Fuera de la ciudad, la noche estival se remansaba en sosiego. Por el camino de la venta, sobre el cual cruzaban sus ramas las acacias, un tintineo de cascabel delataba el coche que venía, y luego pasaba lento, echada la capota, apenas visibles las piernas entrelazadas de aquella pareja, cuyas caricias favorecían con la complicidad del cochero, la soledad y la penumbra.

Al balanceo del coche iban anónimos él y ella, levantados por el deseo a un rango donde el nombre no importa, porque el acto lo excluye, haciendo del particular oscuro cifra total y simbólica de la vida.

Entrelazados, no en amor, qué importa el amor, subterfugio desmesurado e inútil del deseo, sino en el goce puro del animal, cumplían el rito que les ordenaba la especie, de la cual eran los dos juguete emancipado y sometido a un tiempo.

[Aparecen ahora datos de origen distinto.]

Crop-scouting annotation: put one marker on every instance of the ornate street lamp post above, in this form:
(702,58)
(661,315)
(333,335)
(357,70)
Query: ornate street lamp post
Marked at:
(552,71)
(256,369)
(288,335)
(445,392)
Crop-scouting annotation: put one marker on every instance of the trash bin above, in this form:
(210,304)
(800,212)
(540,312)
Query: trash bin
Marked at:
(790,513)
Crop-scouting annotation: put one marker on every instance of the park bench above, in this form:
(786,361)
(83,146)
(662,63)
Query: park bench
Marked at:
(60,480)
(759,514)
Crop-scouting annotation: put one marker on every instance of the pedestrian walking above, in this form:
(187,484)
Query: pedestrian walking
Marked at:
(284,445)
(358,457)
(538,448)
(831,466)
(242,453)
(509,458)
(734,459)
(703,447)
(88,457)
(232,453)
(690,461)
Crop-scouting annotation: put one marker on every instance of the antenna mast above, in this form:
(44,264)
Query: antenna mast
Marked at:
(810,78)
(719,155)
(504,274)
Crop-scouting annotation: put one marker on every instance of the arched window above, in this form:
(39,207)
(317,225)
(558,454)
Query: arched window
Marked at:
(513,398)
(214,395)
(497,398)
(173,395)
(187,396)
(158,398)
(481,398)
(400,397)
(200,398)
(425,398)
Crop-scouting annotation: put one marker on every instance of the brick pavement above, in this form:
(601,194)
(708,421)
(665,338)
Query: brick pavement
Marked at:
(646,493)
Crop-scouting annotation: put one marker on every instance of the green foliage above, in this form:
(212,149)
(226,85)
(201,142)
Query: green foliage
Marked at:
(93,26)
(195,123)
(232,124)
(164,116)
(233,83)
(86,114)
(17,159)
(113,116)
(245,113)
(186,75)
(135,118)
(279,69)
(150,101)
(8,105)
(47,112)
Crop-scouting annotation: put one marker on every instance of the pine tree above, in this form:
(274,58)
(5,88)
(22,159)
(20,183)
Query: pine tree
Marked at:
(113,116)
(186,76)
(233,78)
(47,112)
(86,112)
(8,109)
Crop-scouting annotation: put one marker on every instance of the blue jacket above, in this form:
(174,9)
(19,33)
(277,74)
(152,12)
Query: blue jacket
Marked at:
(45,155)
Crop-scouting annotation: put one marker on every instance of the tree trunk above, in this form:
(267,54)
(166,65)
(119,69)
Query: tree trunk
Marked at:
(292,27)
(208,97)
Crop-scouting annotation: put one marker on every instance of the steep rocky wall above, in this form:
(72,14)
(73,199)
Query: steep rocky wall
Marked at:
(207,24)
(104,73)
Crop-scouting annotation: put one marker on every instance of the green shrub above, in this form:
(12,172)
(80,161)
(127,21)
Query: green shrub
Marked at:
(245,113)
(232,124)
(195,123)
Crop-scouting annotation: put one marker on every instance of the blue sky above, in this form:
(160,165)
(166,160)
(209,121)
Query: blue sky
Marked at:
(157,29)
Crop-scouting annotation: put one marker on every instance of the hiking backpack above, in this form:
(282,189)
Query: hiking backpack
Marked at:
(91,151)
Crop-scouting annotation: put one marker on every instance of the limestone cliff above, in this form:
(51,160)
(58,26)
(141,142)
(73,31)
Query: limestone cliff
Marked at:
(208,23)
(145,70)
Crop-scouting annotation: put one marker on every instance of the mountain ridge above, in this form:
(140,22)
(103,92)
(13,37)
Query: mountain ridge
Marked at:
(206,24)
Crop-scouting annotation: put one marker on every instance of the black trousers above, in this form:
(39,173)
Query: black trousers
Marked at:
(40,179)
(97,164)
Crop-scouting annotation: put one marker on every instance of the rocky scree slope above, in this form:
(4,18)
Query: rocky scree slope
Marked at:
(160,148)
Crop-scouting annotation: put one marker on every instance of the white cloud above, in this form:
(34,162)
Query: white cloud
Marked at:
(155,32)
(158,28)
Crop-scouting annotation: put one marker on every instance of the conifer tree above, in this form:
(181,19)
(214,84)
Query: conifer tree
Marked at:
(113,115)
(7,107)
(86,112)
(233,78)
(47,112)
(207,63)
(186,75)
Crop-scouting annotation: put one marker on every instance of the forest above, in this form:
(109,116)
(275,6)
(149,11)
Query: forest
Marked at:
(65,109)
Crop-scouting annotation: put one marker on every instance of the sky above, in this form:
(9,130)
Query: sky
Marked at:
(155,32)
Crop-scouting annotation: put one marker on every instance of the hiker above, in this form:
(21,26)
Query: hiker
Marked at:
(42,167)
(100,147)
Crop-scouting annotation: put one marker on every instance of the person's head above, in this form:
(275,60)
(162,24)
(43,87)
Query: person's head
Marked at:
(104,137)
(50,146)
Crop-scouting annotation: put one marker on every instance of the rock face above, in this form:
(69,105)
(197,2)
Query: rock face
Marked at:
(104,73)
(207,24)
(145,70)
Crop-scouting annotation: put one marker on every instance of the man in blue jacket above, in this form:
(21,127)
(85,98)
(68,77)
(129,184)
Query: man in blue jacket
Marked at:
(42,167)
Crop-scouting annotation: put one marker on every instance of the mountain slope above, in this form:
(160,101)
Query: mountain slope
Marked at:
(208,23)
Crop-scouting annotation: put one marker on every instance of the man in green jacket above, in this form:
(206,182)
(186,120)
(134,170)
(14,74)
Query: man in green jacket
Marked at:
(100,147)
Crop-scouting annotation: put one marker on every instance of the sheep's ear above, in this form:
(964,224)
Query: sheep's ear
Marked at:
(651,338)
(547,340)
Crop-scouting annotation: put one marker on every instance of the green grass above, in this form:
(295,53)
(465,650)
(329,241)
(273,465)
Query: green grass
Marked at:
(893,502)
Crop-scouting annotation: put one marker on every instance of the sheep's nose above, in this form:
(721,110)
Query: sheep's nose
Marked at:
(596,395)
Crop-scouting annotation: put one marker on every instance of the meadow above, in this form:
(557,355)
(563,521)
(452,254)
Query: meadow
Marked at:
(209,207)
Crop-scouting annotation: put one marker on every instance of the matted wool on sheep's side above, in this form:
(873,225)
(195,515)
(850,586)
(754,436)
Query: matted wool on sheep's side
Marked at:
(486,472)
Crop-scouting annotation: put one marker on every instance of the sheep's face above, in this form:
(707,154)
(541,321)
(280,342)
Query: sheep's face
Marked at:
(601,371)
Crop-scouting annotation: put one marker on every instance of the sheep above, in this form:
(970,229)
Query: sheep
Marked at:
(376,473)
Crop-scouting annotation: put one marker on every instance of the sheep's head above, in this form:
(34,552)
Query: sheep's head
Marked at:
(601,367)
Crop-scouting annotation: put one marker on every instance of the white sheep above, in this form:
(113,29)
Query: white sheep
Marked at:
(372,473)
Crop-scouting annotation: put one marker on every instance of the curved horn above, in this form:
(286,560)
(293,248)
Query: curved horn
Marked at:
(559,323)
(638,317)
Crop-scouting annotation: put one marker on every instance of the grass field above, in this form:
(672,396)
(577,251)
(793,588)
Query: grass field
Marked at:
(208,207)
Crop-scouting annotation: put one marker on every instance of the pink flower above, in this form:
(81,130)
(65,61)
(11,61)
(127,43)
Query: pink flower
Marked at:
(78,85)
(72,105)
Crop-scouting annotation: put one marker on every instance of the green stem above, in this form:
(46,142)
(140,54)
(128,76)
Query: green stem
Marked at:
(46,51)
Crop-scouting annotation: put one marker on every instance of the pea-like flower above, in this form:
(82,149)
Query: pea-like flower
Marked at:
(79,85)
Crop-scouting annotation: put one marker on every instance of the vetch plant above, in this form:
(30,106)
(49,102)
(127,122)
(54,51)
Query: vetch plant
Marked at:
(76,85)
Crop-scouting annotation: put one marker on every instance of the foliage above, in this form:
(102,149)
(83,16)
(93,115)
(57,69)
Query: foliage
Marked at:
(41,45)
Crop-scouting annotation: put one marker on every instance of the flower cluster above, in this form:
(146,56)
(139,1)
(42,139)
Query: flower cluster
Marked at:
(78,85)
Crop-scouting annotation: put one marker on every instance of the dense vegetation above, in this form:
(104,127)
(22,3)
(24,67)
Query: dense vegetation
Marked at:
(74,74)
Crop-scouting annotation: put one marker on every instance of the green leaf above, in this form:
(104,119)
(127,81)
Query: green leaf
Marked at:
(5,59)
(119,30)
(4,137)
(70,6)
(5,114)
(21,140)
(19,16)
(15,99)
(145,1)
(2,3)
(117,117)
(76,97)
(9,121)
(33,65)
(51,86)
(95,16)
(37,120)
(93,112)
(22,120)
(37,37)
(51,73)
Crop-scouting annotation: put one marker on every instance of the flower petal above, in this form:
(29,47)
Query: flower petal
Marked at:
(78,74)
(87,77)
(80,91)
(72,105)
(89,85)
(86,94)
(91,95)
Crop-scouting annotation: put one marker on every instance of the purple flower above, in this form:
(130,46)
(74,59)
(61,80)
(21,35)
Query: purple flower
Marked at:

Así se perdían a lo lejos, escuchándose aún el tintineo apagado del cascabel, cuando el rumor de las ruedas ya se había extinguido, y la noche, densa, cálida, misteriosa, se cerraba otra vez tras el surco que abrieran. Mas en la penumbra hojosa, sobre la cual colgaban límpidas las estrellas, quedaban atesorados su imagen y su recuerdo. ¿No constituyen esa imagen y ese recuerdo el encanto inmemorial nocturno, donde parecen resonar los ecos, las voces (cuán dulces suenan las voces de los amantes a la noche), las pisadas de amantes que se fueron?